A terceira observação remete para uma discussão atual, a da emenda à Constituição que o governo Lula vetou. Está em jogo a legalidade das contratações em regime de “PJ”. A Justiça do Trabalho firmou a jurisprudência de que as empresas não podem terceirizar em funções que são suas finalidades precípuas: jornalistas em jornais, médicos em hospitais, professores em escolas, etc. Hoje em dia muitas empresas estão irregulares, desse ponto de vista. Meios de comunicação, então, nem se fala.

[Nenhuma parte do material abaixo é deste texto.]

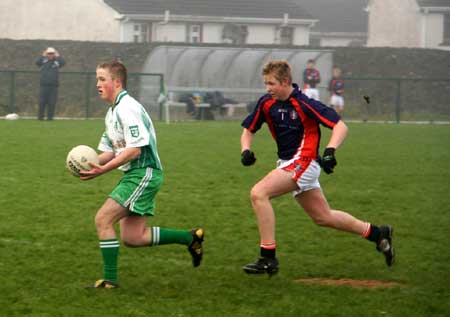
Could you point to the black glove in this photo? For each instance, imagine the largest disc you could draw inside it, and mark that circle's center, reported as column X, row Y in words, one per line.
column 248, row 158
column 328, row 160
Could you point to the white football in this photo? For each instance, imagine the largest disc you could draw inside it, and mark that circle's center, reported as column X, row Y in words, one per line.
column 79, row 158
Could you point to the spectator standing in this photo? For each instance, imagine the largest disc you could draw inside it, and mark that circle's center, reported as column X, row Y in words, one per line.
column 311, row 77
column 49, row 63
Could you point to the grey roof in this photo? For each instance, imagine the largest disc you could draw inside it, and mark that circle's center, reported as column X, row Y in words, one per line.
column 338, row 15
column 434, row 3
column 215, row 8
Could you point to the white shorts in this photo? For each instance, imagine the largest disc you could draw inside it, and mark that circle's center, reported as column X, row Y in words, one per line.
column 306, row 173
column 337, row 101
column 312, row 93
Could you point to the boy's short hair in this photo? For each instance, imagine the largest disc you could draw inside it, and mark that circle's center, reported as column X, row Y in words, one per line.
column 280, row 69
column 117, row 70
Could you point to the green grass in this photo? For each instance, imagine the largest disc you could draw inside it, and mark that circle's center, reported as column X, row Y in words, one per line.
column 397, row 174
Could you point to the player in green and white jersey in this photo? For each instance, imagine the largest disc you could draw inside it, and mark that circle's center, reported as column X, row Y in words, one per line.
column 129, row 143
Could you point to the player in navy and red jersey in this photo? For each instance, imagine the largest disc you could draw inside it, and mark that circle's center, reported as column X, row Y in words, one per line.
column 294, row 120
column 336, row 88
column 311, row 78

Se os jornalistas tivessem uma representação sindical mais consistente, poderiam abrir com os patrões uma discussão sensata: “flexibilizar” a tercerização. Ou seja: continua a contratação em regime de PJ, mas com algumas vantagens essenciais que hoje existem no regime de carteira assinada: férias com acréscimo, décimo-terceiro, bônus, plano de saúde, etc.


As empresas, em meio à crise da imprensa, se deram conta de que não conseguiam mais pagar grandes redações no regime trabalhista canônico e entraram numa febre de “terceirização”. E então foram para o pólo oposto: lei do cão. Quem sabe haveria soluções inteligentes que permitissem melhorar as coisas dos dois lados da mesa?